Ieri la città di Viterbo si è svegliata con il piede sbagliato. Un’inchiesta sul sistema di gestione dei rifiuti ha di fatto scoperchiato un vaso di Pandora. Sotto la lente il rapporto tra Comune di Viterbo e la società incaricata, da un contratto quinquennale firmato nel 2011, del servizio Viterbo Ambiente.
Il tema dei rifiuti è sicuramente stato, per mesi, uno dei più caldi dell’agenda cittadina. L’apice si era toccato lo scorso novembre, quando l’ex assessore ai rifiuti Raffaella Saraconi era arrivata a parlare di rescissione del contratto per gravi inadempienze. Subito dopo il rimpasto e il passaggio della delega al nono assessore, chiamato in causa proprio per mettere una pezza alla complicata situazione. Quel nono assessore era Andrea Vannini.
A essere rescisso quindi, per ferrea decisione del sindaco Leonardo Michelini, fu praticamente l’incarico della Saraconi. Da quel momento in poi non è cambiato molto nella gestione del servizio rifiuti ma sicuramente è cambiato il modo in cui si è continuato a parlare del servizio rifiuti e pulizia della città.

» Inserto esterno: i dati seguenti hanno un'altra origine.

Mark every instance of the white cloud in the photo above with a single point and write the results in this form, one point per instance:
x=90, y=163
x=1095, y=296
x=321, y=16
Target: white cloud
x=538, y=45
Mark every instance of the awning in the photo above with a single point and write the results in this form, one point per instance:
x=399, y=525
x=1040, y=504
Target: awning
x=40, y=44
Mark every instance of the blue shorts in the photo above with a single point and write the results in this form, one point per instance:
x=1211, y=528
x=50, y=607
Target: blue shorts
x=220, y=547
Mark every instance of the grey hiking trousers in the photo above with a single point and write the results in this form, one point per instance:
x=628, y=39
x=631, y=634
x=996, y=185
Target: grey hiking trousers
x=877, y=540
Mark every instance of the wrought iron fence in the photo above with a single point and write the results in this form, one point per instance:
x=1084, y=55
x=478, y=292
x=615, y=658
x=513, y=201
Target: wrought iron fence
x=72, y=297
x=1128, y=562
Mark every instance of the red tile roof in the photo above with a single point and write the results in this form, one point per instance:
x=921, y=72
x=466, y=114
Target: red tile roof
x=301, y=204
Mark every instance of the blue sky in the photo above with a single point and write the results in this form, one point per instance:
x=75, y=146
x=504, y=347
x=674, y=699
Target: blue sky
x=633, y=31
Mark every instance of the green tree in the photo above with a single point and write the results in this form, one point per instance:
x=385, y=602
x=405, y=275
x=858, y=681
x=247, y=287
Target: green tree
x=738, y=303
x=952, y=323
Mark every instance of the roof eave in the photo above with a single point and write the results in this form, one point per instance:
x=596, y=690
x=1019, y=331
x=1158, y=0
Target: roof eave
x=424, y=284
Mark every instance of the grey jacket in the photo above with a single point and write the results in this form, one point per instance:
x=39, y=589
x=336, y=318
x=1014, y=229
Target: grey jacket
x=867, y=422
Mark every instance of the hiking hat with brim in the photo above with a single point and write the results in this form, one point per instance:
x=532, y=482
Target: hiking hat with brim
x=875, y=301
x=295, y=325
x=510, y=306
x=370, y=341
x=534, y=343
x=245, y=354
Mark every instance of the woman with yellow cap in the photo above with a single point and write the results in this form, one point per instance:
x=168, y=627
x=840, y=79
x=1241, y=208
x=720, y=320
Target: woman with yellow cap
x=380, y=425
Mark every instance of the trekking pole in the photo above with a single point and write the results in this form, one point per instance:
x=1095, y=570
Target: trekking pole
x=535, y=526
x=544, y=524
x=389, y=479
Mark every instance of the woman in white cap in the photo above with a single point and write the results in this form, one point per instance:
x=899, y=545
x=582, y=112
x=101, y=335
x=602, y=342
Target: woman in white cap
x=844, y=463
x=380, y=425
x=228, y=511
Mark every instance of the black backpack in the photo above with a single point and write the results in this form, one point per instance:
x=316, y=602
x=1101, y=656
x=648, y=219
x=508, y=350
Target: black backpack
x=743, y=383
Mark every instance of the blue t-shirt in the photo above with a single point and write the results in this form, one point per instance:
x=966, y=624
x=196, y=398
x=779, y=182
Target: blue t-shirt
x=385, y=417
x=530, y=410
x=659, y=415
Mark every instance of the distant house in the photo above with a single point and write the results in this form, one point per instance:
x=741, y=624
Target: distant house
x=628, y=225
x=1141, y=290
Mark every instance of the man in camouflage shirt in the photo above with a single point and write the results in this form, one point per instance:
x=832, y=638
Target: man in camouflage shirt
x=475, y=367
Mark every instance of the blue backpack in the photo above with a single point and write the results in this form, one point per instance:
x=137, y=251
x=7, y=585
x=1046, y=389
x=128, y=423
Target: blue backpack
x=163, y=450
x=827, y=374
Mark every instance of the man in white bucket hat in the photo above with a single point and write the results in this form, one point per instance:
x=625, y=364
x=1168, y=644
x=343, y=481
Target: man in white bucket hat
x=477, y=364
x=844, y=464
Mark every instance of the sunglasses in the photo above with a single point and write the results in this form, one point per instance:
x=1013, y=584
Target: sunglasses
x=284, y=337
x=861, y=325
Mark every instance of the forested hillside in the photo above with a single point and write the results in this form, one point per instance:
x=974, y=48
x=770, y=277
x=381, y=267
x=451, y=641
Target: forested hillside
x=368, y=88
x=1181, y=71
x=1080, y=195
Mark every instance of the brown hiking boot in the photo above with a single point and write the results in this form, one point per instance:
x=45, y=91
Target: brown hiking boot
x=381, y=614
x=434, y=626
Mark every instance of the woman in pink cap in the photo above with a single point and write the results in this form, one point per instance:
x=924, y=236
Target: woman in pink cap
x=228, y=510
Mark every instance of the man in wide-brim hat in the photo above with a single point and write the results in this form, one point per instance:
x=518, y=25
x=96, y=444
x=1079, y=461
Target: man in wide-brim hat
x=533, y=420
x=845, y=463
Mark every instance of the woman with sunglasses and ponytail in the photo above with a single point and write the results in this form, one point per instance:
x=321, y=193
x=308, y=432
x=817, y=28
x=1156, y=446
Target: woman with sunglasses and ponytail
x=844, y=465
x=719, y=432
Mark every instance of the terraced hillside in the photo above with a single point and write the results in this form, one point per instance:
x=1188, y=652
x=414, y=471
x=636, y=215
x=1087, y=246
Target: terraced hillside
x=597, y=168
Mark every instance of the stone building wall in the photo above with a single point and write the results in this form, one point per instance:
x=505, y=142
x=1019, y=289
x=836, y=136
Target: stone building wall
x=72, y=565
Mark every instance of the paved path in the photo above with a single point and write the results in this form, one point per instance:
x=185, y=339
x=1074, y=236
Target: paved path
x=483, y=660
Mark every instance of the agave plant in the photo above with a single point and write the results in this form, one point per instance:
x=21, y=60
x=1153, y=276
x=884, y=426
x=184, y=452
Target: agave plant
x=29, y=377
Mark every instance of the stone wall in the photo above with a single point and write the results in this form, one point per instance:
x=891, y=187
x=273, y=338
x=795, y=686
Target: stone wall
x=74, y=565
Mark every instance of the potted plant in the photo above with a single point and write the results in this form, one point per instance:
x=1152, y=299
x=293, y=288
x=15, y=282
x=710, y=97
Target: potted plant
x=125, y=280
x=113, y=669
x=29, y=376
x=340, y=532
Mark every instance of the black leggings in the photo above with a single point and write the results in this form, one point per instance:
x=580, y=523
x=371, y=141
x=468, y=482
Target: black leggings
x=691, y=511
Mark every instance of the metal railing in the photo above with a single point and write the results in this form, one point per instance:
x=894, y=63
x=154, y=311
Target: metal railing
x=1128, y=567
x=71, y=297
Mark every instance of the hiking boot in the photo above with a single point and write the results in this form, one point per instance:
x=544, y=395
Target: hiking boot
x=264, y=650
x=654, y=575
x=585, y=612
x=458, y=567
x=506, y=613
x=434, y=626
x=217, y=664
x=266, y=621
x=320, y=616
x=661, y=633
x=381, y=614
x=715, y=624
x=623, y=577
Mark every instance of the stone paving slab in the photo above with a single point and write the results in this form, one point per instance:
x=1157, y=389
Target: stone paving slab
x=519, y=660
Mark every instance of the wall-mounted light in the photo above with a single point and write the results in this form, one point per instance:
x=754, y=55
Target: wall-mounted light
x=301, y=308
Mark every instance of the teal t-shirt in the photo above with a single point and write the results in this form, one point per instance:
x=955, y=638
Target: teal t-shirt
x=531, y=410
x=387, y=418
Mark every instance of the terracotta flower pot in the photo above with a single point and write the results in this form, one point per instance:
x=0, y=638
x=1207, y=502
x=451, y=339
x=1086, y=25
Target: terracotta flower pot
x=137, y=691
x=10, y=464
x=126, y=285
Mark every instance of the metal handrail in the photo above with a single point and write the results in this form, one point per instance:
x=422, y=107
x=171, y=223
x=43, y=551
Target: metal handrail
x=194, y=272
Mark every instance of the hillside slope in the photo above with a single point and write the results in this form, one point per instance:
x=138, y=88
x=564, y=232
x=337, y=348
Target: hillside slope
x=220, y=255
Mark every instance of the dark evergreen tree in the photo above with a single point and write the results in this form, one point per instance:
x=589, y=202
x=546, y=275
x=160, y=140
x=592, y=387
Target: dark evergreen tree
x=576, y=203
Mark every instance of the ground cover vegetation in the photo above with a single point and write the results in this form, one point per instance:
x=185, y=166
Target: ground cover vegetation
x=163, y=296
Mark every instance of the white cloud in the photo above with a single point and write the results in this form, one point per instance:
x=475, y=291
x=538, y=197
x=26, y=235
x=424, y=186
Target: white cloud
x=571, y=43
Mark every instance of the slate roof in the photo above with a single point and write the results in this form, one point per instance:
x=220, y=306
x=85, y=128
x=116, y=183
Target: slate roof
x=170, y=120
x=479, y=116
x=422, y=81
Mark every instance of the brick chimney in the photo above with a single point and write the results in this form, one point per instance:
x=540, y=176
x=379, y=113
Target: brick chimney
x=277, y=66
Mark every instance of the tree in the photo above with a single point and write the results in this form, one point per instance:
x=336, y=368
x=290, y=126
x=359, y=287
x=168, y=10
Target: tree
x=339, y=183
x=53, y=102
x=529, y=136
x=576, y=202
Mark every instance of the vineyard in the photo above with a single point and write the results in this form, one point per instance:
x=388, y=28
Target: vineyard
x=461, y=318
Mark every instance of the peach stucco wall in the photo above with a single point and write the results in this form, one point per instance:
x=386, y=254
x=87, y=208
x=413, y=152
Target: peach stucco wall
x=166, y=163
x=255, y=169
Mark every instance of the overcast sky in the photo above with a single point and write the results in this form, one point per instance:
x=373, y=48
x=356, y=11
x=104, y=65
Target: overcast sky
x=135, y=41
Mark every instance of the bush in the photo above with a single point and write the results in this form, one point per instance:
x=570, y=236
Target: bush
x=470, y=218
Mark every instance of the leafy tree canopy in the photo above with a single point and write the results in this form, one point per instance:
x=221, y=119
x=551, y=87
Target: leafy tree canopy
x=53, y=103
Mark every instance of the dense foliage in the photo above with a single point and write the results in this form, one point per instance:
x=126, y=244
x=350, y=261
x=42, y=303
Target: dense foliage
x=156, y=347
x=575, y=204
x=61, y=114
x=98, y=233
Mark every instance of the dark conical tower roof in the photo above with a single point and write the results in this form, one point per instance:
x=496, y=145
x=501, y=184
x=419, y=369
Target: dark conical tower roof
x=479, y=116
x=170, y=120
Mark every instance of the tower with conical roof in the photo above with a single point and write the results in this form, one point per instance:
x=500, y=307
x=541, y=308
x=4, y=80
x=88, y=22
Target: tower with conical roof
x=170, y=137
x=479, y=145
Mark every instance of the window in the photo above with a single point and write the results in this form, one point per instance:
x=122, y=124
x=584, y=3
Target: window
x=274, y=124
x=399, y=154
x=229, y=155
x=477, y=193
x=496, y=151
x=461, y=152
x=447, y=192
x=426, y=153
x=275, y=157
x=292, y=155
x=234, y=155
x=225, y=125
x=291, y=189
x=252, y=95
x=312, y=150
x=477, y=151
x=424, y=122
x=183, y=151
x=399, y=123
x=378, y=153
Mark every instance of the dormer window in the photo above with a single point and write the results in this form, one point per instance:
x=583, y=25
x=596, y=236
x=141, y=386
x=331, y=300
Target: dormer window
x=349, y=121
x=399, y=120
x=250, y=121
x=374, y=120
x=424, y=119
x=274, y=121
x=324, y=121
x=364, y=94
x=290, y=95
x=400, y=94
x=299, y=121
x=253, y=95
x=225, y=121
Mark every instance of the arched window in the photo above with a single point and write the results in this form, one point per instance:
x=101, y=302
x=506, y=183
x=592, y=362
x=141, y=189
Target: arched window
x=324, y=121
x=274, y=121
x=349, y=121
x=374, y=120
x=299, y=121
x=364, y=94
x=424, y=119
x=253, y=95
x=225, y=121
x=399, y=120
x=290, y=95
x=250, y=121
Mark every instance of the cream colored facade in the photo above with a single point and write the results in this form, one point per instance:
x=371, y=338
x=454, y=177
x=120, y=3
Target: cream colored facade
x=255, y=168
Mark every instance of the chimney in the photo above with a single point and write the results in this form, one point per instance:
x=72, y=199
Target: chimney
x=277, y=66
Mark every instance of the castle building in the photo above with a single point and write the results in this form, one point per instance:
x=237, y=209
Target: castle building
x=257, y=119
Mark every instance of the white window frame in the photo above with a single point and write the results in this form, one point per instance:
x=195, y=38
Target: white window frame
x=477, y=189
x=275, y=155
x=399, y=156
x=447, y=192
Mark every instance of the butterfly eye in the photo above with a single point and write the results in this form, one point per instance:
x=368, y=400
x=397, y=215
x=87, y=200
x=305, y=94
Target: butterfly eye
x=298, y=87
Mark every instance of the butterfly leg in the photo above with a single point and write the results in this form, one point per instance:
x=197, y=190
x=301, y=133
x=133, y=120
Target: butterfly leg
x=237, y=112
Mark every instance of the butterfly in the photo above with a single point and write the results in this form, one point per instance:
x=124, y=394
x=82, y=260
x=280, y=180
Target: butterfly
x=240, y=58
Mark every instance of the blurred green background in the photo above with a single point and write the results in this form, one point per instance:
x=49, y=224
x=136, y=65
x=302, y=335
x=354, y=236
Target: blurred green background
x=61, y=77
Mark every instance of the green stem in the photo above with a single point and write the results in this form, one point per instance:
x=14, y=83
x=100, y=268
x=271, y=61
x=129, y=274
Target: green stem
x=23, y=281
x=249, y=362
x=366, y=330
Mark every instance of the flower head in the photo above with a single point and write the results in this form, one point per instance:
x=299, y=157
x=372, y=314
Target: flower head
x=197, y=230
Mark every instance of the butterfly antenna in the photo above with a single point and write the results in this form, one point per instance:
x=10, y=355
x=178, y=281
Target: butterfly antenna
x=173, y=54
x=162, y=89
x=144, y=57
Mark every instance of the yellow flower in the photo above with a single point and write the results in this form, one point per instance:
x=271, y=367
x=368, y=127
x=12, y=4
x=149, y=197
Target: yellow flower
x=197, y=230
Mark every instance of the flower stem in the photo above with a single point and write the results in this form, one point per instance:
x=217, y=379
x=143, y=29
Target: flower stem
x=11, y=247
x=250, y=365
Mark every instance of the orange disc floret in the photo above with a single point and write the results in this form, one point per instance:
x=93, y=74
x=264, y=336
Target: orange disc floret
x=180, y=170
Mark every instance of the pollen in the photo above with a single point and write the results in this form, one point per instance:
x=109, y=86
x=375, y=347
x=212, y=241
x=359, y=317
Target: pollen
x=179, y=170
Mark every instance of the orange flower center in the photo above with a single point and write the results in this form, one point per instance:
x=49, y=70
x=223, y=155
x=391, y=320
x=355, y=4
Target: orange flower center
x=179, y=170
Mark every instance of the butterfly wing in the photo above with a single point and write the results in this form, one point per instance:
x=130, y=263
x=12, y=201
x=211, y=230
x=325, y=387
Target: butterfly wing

Di colpo sono sparite le ondate di polemiche. Questo sicuramente per meriti diplomatici dell’assessore Vannini più che per un cambio sostanziale del comportamento di Viterbo Ambiente. Perfino un movimento critico come Viterbo Civica si è di fatto ammorbidito con l’arrivo del nuovo assessore.
Alla luce di quanto accaduto ieri e delle notizie che stanno emergendo può essere interessante rileggere quanto dichiarato, in consiglio comunale, ai primi di dicembre 2014 dal consigliere d’opposizione Gian Maria Santucci.
Le dichiarazioni di Santucci
“È un caso?” Gianmaria Santucci di Fondazione in Consiglio comunale lancia la sua analisi su quanto successo in questo ultimo mese di crisi di maggioranza. Una crisi pilotata dal sindaco Michelini, di fatto.
“L’assessore Raffaella Saraconi è stata rimossa dopo che aveva parlato della rescissione del contratto con Viterbo Ambiente. Dopo che Maurizio Tofani ha mostrato insofferenza con l’amministrazione, è partita la procedura per l’incompatibilità da consigliere. È difficile non vedere un collegamento tra queste cose”.
L’analisi col senno di poi
Quanto emerso con l’inchiesta ‘Vento di Maestrale’ (leggi) riabilita di fatto il lavoro d’assessore al servizio dell’assessore Raffaella Saraconi. La stessa infatti aveva manifestato nell’autunno 2014 una certa insofferenza verso la condotta di Viterbo Ambiente, soprattutto per il non rispetto di tutti i punti contenuti nel contratto tra la società e il Comune di Viterbo. L’amministrazione comunale scelse all’epoca di percorrere un’altra strada, ma alla luce di quanto emerso oggi non fu una grande mossa. A questo punto c’è da chiedersi come intenderà procedere il Comune di Viterbo, chi effettuerà il servizio? Da quanto emerso alla conferenza stampa di ieri (leggi) dovrebbe continuare Viterbo Ambiente, perché l’amministrazione intende assumere un atteggiamento garantista. Ma è una soluzione opportuna? E’ lo stesso metro utilizzato nel caso Esattorie spa? Se non lo è perché questa scelta?